Monday, November 07, 2005

The Gap

No, I'm not talking about the clothing store... :)

Yesterday I mentioned what McKee calls the "Gap," but I didn't really go into much detail about it. McKee says that all human beings are basically lazy (I strongly agree with this statement -- that's why I'm such a good engineer :) ). By this he means that a person will take the action that will allow him to achieve his goal with least possible amount of effort. If the protagonist of your story has a goal, he will choose the most conservative path that he feels will be a positive step towards achieving that goal. The moment he makes this choice, however, the external world (in a good story) steps in and things do not react in the way he anticipated, blocking him from his goal. The forces blocking him are, of course, embedded in the antagonist and his cohorts. Instead of achieving his goal, a gap has opened up between him and the goal.

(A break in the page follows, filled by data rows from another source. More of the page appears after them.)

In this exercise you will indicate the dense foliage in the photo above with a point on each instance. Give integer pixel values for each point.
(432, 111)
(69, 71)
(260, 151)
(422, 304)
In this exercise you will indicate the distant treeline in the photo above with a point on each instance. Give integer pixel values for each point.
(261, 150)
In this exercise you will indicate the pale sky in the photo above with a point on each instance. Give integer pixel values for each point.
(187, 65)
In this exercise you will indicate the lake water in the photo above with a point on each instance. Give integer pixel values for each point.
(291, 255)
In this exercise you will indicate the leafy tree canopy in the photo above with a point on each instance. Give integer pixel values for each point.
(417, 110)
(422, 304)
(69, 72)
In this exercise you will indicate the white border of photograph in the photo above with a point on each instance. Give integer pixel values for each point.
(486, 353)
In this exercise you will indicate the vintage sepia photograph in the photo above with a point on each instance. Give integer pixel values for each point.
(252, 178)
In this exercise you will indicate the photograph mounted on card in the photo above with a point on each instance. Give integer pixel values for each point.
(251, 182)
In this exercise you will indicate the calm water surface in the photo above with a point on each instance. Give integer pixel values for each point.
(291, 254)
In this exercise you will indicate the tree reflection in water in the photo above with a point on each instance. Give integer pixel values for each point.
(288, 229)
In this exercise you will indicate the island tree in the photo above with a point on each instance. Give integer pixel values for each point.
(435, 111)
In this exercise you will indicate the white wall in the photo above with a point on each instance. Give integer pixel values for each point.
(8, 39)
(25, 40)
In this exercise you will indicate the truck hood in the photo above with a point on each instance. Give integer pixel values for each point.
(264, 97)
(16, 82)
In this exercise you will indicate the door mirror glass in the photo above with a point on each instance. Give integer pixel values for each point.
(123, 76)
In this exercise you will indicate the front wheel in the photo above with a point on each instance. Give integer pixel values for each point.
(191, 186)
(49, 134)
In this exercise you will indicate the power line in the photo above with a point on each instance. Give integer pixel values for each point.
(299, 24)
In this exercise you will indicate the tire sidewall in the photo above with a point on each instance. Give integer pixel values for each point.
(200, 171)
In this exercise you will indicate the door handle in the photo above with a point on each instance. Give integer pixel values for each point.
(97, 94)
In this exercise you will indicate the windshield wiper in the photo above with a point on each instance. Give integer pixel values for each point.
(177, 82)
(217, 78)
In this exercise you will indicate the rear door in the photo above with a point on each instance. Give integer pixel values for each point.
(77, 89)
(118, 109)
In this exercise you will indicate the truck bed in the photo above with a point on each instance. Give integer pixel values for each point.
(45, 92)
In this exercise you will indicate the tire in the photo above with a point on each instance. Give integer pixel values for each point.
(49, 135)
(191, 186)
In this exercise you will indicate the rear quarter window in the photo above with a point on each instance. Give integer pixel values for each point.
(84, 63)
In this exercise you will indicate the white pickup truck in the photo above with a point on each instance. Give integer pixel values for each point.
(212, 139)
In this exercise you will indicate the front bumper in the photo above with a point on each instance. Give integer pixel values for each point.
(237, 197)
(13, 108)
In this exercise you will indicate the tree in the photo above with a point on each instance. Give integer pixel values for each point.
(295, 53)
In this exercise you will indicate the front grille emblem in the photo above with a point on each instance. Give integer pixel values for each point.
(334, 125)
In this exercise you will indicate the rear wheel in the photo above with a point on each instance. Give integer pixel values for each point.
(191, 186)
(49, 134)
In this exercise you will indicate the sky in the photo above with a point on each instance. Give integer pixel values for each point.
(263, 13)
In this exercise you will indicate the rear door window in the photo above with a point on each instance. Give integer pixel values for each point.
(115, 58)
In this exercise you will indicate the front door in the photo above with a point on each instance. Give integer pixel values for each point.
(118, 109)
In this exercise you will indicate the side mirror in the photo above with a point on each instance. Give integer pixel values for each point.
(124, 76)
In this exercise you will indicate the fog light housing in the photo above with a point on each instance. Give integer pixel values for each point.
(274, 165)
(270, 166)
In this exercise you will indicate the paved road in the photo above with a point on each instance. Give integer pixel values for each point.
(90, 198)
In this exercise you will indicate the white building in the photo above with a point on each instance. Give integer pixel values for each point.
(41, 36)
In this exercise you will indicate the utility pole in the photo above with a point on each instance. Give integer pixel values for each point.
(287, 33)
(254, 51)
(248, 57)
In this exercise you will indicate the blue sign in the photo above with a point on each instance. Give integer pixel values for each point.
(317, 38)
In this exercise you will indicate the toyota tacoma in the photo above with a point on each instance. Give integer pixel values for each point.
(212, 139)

This opening of the gap is crucial to the progress of the story. When the gap opens, the protagonist realizes that his normal way of doing things isn't going to work -- he must take extrordinary action if he is to achieve his goal. Of course, this action leads to even larger gaps, and this is how we can build tension through conflict throughout the story. It's a good way at looking at conflict. If the "gap" that opens up isn't really a gap at all -- if the protagonist can easily overcome it, or if his actions lead to the results he expected, then you don't really have a story. Also, good, deep storytelling comes into play when the gap is accompanied by a flood of realization. The events that occur as a result of the character's actions are unexpected, but are totally consistent with the meaning in the story. In fact, the opening of the gap will often force us to re-evaluate everything we have seen as a result. This requires a keen mastery of the craft of storytelling, but it's something we all can aspire to!